State highway in Minnesota, United States

Minnesota State Highway 223 (MN 223) is a 7.643 mi highway in northwest Minnesota, which runs from its intersection with State Highway 92 in Holst Township of Clearwater County and continues east to its eastern terminus at its intersection with Clearwater County State-Aid Highway 10 in Leonard.
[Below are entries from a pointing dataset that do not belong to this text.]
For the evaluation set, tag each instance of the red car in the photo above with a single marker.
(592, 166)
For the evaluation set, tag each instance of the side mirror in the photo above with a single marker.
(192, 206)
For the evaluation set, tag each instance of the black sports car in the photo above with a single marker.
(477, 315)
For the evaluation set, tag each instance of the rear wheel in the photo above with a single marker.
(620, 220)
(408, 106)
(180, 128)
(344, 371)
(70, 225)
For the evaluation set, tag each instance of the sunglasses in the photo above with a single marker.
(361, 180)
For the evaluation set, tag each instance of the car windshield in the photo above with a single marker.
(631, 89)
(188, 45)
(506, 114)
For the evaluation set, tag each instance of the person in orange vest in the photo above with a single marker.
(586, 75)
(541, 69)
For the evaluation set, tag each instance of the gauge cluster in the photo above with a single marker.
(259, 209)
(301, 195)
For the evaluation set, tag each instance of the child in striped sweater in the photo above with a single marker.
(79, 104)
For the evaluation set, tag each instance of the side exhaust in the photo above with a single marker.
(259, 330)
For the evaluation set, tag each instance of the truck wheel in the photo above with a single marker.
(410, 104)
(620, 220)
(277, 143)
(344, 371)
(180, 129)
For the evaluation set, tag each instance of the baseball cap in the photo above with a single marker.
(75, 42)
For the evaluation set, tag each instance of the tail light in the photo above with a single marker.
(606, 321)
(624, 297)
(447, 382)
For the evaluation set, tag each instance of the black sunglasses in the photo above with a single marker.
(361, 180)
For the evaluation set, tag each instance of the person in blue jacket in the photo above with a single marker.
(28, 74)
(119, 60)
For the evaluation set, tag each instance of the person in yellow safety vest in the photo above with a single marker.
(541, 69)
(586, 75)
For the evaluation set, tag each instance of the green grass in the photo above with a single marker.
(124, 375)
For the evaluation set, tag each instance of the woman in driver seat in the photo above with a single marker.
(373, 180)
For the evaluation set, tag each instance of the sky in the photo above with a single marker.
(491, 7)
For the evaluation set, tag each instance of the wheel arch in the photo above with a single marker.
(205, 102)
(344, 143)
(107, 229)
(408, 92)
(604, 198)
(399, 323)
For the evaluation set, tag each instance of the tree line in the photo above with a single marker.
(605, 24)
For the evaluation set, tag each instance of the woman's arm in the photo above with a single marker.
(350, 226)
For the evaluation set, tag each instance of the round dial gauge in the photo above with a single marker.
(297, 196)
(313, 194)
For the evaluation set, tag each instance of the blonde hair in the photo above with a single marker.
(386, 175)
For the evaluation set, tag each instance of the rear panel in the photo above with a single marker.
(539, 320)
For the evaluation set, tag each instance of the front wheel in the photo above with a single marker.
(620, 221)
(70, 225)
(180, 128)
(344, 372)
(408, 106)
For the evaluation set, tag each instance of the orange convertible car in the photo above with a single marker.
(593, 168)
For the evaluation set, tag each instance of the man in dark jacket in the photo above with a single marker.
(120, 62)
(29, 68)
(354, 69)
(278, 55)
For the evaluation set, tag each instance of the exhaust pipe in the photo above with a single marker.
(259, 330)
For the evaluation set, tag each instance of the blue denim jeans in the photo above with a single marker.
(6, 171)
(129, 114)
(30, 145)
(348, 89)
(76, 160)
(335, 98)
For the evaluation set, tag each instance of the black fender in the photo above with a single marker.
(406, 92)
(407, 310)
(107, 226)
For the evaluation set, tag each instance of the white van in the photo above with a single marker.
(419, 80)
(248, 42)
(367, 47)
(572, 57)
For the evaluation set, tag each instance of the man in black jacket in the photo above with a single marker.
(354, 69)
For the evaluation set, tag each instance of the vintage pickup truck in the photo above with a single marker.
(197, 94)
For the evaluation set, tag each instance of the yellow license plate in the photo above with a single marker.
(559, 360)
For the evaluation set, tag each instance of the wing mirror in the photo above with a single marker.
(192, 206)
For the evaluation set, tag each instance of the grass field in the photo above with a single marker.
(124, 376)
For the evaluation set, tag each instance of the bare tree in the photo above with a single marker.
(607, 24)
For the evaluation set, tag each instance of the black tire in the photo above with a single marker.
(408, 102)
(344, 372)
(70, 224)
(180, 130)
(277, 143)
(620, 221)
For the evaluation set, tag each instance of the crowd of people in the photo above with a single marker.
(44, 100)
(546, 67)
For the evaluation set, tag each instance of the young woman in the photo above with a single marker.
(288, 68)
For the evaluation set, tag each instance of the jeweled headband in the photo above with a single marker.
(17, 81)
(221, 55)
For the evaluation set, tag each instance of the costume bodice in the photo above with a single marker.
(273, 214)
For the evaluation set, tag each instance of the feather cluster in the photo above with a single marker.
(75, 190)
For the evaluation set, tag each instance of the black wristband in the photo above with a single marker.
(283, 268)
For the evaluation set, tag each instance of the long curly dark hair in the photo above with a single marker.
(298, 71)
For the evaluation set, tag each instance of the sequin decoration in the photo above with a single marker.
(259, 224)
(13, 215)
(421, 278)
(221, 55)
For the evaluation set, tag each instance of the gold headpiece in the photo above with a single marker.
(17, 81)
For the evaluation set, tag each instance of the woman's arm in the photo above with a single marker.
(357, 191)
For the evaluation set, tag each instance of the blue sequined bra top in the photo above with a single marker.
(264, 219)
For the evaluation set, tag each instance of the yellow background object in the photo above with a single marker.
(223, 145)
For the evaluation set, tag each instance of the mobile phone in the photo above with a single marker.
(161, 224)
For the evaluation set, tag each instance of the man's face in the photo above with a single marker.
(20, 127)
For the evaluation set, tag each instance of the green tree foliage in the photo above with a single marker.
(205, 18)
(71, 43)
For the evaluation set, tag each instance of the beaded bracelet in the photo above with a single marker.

It is also signed as Leonard Road.

MN 223 passes through Holst Township, Dudley Township, and Leonard.

==Route description==
Highway 223 serves as an east-west connector route in northwest Minnesota. It connects State Highway 92 with the town of Leonard.

The route is legally defined as Route 223 in the Minnesota Statutes.

==History==
Highway 223 was authorized on July 1, 1949.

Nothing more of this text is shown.